Mike Walker, assistant dean of the Community Learning and Living Center, said the University closely follows the Student Right to Know Act and sends all prospective students campus crime statistics.
But Torricelli’s new Campus Hate Crimes Right to Know Act of 1997 would amend the Higher Education Act of 1965 by placing even more stringent reporting requirements on universities.
“Current law requires colleges and universities to report statistics on crimes that occur on their campuses,” Torricelli said in a speech on the Senate floor Nov. 9. “However, colleges are only required to report those hate crimes that result in murder, rape or aggravated assault.”
Those three violent acts account for only 16 percent of hate crimes, Torricelli said.
Walker said the University’s Student Code of Conduct already provides protection against gender- and disability-motivated violence.
Under the student code, the University forbids violent acts motivated by race, color, religion, sex, national origin, age, disability, veteran status or sexual orientation.
But the Torricelli legislation also would require vandalism, harassment and simple assault – three offenses that encompass a majority of hate crimes – to be reported on campuses.
Although GW never has faced a violent hate crime, some instances of harassment have occurred.
“This is a relatively benign campus,” said Rabbi Gerald Serotta of the Hillel Center, who has worked in the GW community for 16 years.

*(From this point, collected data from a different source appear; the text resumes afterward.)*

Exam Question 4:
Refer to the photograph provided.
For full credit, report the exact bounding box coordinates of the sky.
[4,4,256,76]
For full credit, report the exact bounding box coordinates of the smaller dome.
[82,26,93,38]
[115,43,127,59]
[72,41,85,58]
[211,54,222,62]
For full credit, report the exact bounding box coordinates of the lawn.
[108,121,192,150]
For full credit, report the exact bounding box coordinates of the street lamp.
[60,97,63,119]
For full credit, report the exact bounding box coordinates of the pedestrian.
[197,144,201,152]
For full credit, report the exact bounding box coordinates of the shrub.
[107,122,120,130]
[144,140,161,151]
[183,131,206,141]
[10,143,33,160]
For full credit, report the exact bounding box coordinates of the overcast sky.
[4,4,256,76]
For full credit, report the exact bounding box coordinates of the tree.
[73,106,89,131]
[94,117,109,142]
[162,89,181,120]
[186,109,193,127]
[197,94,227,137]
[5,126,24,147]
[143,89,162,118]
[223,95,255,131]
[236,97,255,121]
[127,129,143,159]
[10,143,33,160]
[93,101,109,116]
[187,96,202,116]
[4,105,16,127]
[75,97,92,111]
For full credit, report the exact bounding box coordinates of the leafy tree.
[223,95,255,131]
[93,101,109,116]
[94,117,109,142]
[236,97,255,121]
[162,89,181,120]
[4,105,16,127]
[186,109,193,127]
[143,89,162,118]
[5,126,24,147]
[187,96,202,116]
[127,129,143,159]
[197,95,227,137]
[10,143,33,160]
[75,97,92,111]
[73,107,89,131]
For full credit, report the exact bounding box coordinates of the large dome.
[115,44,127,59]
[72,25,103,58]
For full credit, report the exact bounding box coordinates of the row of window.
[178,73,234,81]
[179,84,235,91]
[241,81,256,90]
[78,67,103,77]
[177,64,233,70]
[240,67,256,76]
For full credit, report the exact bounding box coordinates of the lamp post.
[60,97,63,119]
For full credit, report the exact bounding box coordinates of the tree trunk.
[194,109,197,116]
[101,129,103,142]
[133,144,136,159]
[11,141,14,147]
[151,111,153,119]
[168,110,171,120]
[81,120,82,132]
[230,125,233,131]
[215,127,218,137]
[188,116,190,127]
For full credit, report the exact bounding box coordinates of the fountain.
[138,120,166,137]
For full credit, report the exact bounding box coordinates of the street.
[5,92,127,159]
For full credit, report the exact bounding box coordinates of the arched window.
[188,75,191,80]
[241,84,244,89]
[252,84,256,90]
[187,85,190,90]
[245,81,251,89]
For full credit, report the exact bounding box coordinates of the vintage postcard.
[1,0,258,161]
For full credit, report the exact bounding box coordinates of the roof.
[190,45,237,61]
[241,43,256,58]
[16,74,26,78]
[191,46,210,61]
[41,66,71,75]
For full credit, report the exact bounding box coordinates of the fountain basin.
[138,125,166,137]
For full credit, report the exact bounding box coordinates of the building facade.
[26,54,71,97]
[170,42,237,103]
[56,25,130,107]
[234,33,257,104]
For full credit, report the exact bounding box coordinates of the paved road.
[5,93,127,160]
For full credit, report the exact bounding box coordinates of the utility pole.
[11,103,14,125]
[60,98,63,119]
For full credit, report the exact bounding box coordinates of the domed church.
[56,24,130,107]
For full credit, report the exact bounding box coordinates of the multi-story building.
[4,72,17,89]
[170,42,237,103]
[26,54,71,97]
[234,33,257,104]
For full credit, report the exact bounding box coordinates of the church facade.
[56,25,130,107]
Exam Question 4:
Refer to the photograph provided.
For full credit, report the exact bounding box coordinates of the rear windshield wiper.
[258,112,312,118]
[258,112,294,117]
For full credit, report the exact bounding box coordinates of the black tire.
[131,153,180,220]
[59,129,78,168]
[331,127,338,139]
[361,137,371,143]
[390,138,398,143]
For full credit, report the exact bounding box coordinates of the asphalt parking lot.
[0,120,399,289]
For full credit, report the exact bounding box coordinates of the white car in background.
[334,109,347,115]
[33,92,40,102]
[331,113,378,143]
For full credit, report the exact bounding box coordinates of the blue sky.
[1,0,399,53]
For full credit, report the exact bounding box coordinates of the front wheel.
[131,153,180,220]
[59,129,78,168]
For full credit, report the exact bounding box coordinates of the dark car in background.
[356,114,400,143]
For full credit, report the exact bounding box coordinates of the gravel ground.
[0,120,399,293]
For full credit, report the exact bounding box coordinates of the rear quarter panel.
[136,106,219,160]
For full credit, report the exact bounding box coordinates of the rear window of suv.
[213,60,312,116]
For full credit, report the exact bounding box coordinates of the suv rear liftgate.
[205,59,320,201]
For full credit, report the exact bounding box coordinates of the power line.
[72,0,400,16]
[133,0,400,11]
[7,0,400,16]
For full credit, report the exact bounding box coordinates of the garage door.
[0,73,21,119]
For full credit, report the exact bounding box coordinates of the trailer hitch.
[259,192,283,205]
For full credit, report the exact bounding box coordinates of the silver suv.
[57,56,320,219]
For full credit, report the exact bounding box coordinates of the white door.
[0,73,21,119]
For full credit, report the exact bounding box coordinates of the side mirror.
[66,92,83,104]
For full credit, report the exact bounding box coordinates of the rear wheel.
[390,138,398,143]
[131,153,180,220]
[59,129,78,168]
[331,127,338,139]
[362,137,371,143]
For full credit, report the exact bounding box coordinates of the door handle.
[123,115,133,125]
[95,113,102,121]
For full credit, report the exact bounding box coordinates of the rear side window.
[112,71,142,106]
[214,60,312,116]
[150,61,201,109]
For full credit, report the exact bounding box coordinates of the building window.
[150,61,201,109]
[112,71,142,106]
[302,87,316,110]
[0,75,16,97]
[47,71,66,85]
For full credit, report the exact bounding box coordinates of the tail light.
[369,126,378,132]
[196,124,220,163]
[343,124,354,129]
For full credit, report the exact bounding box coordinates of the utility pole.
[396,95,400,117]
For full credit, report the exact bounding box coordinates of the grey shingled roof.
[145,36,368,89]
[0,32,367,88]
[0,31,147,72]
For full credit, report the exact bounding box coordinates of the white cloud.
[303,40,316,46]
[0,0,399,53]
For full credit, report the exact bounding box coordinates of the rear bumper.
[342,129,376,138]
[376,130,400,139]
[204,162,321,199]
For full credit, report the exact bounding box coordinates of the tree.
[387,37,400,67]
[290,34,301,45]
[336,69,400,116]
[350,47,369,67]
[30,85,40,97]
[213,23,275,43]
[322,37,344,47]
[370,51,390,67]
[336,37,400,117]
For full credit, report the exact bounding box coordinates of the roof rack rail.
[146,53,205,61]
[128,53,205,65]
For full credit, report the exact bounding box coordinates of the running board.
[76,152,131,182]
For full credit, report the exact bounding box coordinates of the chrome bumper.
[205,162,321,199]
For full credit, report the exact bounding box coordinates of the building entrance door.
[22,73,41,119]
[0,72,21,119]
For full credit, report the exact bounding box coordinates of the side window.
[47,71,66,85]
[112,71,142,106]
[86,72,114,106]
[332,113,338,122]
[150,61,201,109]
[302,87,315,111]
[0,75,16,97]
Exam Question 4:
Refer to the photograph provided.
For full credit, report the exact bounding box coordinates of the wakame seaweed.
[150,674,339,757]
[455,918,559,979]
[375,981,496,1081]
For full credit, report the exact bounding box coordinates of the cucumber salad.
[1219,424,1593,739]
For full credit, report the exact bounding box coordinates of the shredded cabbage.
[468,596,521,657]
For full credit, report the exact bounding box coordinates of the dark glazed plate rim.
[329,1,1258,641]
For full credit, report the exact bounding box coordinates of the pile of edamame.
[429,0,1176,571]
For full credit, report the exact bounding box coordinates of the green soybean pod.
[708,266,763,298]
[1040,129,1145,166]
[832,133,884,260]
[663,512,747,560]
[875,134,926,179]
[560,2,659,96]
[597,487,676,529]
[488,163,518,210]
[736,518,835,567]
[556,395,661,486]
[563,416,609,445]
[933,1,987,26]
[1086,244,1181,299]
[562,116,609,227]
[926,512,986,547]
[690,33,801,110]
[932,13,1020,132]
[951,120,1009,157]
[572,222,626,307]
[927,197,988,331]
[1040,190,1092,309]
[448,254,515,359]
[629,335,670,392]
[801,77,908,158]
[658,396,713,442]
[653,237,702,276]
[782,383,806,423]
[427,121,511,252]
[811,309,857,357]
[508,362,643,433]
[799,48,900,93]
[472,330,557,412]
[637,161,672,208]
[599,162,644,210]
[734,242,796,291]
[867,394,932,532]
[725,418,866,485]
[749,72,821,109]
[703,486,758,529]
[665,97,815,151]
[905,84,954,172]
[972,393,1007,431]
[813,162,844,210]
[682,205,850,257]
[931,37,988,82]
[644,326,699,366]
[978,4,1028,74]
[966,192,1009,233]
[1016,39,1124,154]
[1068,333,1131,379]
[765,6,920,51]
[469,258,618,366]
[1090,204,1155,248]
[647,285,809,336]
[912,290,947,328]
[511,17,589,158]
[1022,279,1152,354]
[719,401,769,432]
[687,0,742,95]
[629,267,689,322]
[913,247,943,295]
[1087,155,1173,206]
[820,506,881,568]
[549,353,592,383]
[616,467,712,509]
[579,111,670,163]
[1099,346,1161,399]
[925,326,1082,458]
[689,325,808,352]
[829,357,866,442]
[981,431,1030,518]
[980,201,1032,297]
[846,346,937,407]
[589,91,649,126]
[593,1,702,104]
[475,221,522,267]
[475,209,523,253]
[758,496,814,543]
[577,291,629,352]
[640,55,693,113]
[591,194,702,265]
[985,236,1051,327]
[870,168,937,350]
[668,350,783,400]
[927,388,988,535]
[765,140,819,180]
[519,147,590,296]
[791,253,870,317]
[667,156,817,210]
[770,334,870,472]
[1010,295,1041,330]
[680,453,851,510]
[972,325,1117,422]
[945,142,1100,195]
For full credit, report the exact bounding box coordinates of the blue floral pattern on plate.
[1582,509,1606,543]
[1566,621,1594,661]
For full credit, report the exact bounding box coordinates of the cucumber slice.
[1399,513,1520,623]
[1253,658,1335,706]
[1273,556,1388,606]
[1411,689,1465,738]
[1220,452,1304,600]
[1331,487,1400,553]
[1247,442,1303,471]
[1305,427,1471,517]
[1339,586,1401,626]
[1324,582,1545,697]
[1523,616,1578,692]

The diverse nature of the University’s population leads to better understanding of differences and fewer hate crimes, said Michael Baratz, former president of the Jewish Student Leadership Coalition of Hillel.
But in January 1997, faculty members in the English and history departments received literature denouncing the Jewish community, said Kim Moreland, the Columbian School of Arts and Sciences’ associate dean for undergraduate affairs.
And last semester a professor in the Colombian School received an anti-Semitic e-mail message with no return address, Moreland said.
Such acts of harassment caused anxiety among faculty members, she said.
Liberman said the new legislation will “address the nature and the magnitude of the problem” by expanding the acts defined as hate crimes.
“The numbers will provide a measure of accountability,” Liberman said. He said more accurate statistics will lead to more targeted responses to hate crimes.
Walker said GW administrators will interpret the new legislation, currently under committee review in both the House of Representatives and the Senate, to fit GW’s campus.
He said if the bill passed, the University would have to consider incidents of harassment on a case-by-case basis.
“(An act) considered harassment by one person may not be considered harassment by others,” Walker said.
GW will try not to restrict freedom of speech to protect against hate crimes, he added.
“GW is a proponent of free speech, but there is a difference between a challenging dialogue and words that provoke violence and are perceived as threatening,” Walker said.
Liberman said the new legislation would not call for campuses to restrict First Amendment rights, but it would try to distinguish between expressive speech and speech that is meant to cause harm.
“When students do not feel safe based on threats made to them, then we will look into it,” Walker said.